Gold prices gained in Asian trade on Thursday but traded below the critical $2,050 level as the US dollar recuperated losses on increased uncertainty over the timing of the Federal Reserve’s interest rate cuts this year.
Spot gold added 0.29% to $2,047.39 per ounce, while gold futures climbed 0.56% to $2,054.20 per ounce. The two instruments had a lower start in the New Year, logging around a 1.0% loss in their first two sessions.
The yellow metal had a solid surge in the final days of 2023 amid broader expectations for the Fed to begin trimming benchmark interest rates as soon as March this year.
However, profit-taking at the start of 2024 struck gold, while traders also slightly eased their hopes of the central bank reducing rates early.
Adding pressure to the yellow metal was investors’ cautious stance ahead of Friday’s release of the US nonfarm payrolls data.
Fed Rate Cut Timeline Unclear, Nonfarm Payrolls Data Due
Gold fell further on Wednesday, while the greenback continued to bounce back after minutes of the Fed’s meeting in December provided no clear signs of when the central bank might start cutting interest rates.
Quarterly forecasts suggested three rate reductions this year, with Fed officials expecting interest rates to decline as much as 75 basis points (bps). However, the minutes of last month’s meeting were somewhat vague about the timeline of the move.

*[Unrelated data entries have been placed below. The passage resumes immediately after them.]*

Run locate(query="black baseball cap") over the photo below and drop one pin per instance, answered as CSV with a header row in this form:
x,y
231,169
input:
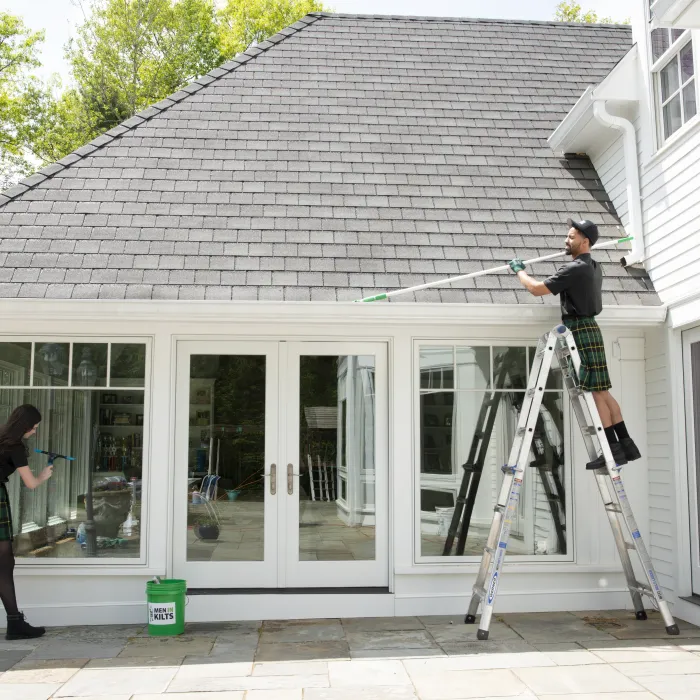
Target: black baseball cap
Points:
x,y
586,227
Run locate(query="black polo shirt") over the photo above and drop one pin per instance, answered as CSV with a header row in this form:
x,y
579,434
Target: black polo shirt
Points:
x,y
580,285
11,458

The policymakers also remained open about the possibility of raising rates once again.
The central bank recognized its progress in curbing inflation with interest rate hikes in 2023. Still, certain officials stated the need for tight monetary policy in the near term due to growing uncertainty over the outlook of the world’s largest economy.

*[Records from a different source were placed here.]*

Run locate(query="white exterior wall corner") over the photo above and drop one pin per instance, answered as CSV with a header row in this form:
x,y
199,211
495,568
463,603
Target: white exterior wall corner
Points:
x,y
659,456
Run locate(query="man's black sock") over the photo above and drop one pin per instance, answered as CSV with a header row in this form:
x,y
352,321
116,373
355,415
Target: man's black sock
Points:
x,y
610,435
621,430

The US economy is easing, but inflation continues to stay above the Fed’s annual target of 2%. The labor market is also fairly robust, with the upcoming nonfarm payroll data likely to offer additional cues.
Traders are pricing in a 65% likelihood of a 25 bps rate cut in March as per the CME FedWatch tool, sliding from the over 70% chance priced in at the beginning of the week.
While the yellow metal took a stumble at the start of the year, it was able to maintain gains of more than 10% in 2023. Gold is seen to find support from lower interest rates this year, considering higher rates drive the opportunity cost of purchasing bullion.